Vs. 13-26 As the famine began the Egyptians had no doubt some personal reserves then they traded their money for grain. When their money ran out he allowed them to barter using their animals and when the next year came they only had their land and service in which to use as money to purchase food. It would appear to some as though Joseph is exploiting the adverse situation for his own gain. Why not just them the food since they had it to give? Why did he make them move into the cities? Several things need to be realized based upon the text:

  1. First Joseph did not profit from his own administration. He was acting on behalf of his employer Pharaoh. In other word’s it was not his grain to give away. In chapter 41:40 Pharaoh told Joseph that he was to be “over my house, and all my people shall be ruled according to your word”. Joseph’s sole task was to see to it that Pharaoh prospered.

  2. The moving of the people into the cities served two benefits:

  1. It made the administration much easier.

  2. It brought the people closer to the food supply.

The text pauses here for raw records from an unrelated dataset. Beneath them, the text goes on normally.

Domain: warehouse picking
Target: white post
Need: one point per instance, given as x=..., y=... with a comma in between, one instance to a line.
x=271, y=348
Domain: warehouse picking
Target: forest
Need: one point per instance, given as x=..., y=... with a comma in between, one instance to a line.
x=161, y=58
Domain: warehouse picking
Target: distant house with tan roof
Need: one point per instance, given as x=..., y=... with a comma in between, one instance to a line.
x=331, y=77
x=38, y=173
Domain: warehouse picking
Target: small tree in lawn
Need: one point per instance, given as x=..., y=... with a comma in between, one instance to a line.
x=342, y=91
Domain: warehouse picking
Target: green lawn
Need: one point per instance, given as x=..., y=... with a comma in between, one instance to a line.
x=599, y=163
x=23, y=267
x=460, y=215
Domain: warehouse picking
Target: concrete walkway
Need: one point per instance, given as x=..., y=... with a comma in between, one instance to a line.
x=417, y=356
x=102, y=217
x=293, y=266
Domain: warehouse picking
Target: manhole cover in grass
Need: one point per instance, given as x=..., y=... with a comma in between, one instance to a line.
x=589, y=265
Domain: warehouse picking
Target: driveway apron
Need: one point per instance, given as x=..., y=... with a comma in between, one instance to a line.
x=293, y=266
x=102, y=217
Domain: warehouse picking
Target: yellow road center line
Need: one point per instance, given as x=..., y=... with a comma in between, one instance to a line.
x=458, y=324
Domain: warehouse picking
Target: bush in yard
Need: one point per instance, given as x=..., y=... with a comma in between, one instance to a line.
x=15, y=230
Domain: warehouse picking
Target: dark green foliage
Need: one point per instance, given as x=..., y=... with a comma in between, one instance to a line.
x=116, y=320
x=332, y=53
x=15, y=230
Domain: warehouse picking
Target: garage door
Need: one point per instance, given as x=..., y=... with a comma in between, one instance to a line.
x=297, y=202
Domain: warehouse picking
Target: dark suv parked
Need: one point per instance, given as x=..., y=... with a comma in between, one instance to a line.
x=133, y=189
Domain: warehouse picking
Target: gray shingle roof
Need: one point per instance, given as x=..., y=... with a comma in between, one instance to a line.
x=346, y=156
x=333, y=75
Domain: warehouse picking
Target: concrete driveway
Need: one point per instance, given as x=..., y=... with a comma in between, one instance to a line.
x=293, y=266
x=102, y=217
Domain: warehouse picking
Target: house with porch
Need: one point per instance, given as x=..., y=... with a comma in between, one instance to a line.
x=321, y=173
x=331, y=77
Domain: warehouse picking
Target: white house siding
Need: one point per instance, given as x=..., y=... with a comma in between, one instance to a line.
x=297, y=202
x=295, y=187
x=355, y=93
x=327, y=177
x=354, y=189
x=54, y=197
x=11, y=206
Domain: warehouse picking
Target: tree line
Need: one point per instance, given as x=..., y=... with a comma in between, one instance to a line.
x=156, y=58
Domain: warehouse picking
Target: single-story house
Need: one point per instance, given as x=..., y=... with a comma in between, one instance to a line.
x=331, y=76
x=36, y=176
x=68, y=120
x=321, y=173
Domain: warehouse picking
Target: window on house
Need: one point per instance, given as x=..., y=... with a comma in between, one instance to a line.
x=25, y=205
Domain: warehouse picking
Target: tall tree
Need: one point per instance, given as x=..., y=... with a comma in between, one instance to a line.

  1. Although this looks as if he put the Egyptians under slavery in actuality they became sharecroppers. They were able to remain on the land and farm as they always had the only difference was that they were taxed a flat rate of 20%. Many of us would settle for a flat tax of 20% in our country. In verse 25 it is clear that the Egyptians them selves did not regard Joseph’s actions as unfair instead they credit his wisdom and administration as saving their lives.

  2. Finally, all that Joseph had done in the seven years of plenty was not done in a vacuum. Before all the people Joseph had set aside 20% of the grain each year and put it into storehouses to provide for the lean years. Joseph had demonstrated a savings plan that each Egyptian could have done for themselves had them been disciplined. So what did they do during the seven years of plenty? Well they eat up their savings and plunged themselves into debt which during lean times they could not afford. Simply out it was not Joseph’s shrewdness that cost them everything rather it was their lack of applying his principals into their own lives.

IV. Vs. 27-31 The prosperity of the Israelites

Vs. 27 Reading this right on the heels of Egypt’s debt appears to some as though Israel was blessed at Egypt’s expense. The truth of the mater is that this happens all the time, ever by something that is on liquidation? Did you go to the storeowner and demand to pay full retail? No, you bought tree more then you needed then went home and told everyone the deal you got.

Numbers are not an accurate indication of blessings or the rate of blessings anyway. Consider the fact that from the group of five (Jacob and four wives) they grew to 100 in 50 years that is a growth rate of about 6% a year. Expand that group over the next 430 years while in Egypt and the number would be around several million, which is still just a growth rate of around 6%. In other word’s they were being blessed the same all along but when the numbers were smaller it just seemed less. I think all to often we look at numbers and not the Lord. You could conclude that the Lord blessed them more during the 430 years in Egypt when in reality He blessed them the same all along. That means right now God is at work blessing your life but you just aren’t in a place where you can easily see the effects of that.

Vs. 28-31 Finally Jacob is really going to die, its like we have been watching one of those old westerns where the cowboy is shot but gets up several times. At the end of his life Jacob doesn’t care about all his success all he wants to make sure of is that his future descendants realize that Egypt is not their home. Jacob realized that the goal in life was not in obtaining things it was in the journey. He was at rest because he stops striving to reach a destination and started enjoying Whom he was traveling with!